Punakah to Thimphu to Paro

Today we logged 4-5 bumpy, gut-turning hours driving west back to Paro.  Sue had a rough bout of nausea on the long climb back over the pass, but her stomach settled at the summit and she felt better on the descent to Thimphu.  There we strolled the Saturday Market- a farmer’s market on a grand scale.  Grains and spices downstairs, meats and produce up.  Many stalls had similar fare; Sengay advises that buyers cater to a favorite vendor.  Sue took some nice shots

A short drive took us to the ex-pat favorite Four Seasons Pizza, which has a menu reminiscent of Wolfgang Puck.  Max chose Hawaiian, I picked Pepperoni & Sundried Tomatoes, and Sue had mushroom, Ben had cheese (of course), but we might have chosen spiced chicken with chili cheese and pesto.  Sengay lobbed a call in to Fin, who showed up with a basketball for the boys; his Brandice-graduate brother Lotay Rinchen joined us soon after and we had a very pleasant lunch getting to know Lotay and catching up on our travels.


The brothers are fine guide-hosts, friendly and hospitable, both are American colleges grads with excellent English and they’re well-travelled… I’d recommend them and there enterprise bridge-to-Bhutan strongly to any interested in Bhutan.  They left us a kind gift – a signed photo album of Bhutan and some local snacks and soaps.

Re-tracing our drive west from Thimphu back to Paro, the boys had some device time and Sue and I occupied ourselves logging some of the quaint roadside signs found along the National Highway.  My Top 10 Bhutanese Road signs:

  1. Better Late than Never
    9. Drinking and Driving: A Fatal Cocktail
    8. Speed Thrills but Kills
    7. Alert Today – Alive Tomorrow
    6. Live Life for Today – Drive for Tomorrow
    5. Drive Slow – Someone’s Waiting at Home
    4. Keep your Nerves on Sharp Curves
    3. For Safe Arriving No Liquor and Driving
    2. If you are Married, Divorce Speed

And the #1 Bhutanese roadside reminder….

  1. Driving with Whiskey: Mighty Risky

The signs are reminders for a society with little driving experience, rough roads and treacherous terrain.  Fog freezes on the passes creating black ice; we passed several accidents on our drives, and there’s a chorten dedicated to highway casualties.

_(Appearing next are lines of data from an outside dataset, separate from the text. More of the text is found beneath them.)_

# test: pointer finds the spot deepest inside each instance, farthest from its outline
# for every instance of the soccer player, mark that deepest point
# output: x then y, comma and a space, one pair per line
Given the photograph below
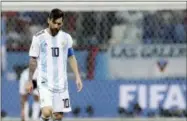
24, 97
49, 52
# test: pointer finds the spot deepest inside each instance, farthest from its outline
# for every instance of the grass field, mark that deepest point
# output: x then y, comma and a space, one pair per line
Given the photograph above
110, 119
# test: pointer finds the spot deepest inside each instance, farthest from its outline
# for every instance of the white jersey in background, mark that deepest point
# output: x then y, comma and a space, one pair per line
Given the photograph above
23, 81
52, 54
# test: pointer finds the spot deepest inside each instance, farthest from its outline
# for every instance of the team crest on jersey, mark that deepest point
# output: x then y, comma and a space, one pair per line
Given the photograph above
162, 65
63, 43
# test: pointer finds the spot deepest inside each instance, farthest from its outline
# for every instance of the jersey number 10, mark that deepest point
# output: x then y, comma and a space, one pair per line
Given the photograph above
55, 51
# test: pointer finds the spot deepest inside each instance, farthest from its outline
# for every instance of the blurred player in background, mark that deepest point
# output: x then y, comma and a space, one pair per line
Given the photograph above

We arrived in Paro by midafternoon and dove north up the valley, past the airport to the Dzong’s watchtower, which now serves as a respectable National Museum.  Tourist entry fees there are 20x the local rates… but that exchanges to $3.50 each, which seems a fair price.  The exhibits of masks, tapestries, natural history were impressive, and the  views outstanding… we raced down the path to get a clear view of a plane landing at the Paro airport below us.

Sengay then took us to the downtown basketball court so we could air the boys out.  Turns out Sengay played some hoops in high school, and he has a respectable jumper, though his Gho and traditional shoes aren’t the best attire for pumping leather.  Max and Ben were a curiosity and local teens soon turned out with their own ball.

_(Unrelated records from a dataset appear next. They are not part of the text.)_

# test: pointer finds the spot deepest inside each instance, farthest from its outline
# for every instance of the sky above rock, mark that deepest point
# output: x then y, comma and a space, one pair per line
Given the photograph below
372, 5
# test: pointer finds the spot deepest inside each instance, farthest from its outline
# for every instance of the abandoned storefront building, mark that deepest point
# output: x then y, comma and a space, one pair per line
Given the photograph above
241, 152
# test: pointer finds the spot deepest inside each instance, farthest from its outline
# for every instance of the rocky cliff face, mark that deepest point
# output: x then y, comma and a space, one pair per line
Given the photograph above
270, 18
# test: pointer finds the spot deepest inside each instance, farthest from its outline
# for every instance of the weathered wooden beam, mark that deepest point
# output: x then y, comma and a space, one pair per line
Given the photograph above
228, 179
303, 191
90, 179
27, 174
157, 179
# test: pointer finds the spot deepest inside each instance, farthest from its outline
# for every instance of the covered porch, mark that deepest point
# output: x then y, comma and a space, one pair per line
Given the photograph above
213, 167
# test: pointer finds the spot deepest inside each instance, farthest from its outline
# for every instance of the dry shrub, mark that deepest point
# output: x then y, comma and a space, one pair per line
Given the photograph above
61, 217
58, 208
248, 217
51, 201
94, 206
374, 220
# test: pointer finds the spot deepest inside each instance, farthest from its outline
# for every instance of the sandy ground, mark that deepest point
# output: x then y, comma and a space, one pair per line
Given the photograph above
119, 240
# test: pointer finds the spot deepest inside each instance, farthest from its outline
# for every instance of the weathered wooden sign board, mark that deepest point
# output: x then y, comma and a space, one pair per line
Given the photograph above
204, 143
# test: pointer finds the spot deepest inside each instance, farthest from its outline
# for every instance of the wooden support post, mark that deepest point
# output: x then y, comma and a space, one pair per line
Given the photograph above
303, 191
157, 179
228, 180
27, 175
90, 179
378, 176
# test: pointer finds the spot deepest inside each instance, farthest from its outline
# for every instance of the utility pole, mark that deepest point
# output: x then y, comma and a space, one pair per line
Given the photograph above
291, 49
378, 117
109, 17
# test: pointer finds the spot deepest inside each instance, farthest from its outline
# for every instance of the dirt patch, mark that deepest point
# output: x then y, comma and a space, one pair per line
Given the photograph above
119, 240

We’re mostly glad the boys have each other, but sometimes that insulates them from chance encounters with strangers, which in my experience is the greatest joy of travels.  But soon enough they were drawn in and the games were on… enjoy these pix of Bhutanese basketball.  They’re excellent ball handlers!

After an hour, we offered our thanks (“kadinche la”), and drove up the hill to our swank hotel… big, wood paneled rooms with balconies and panoramic views across the valley to the well-lit Dzong.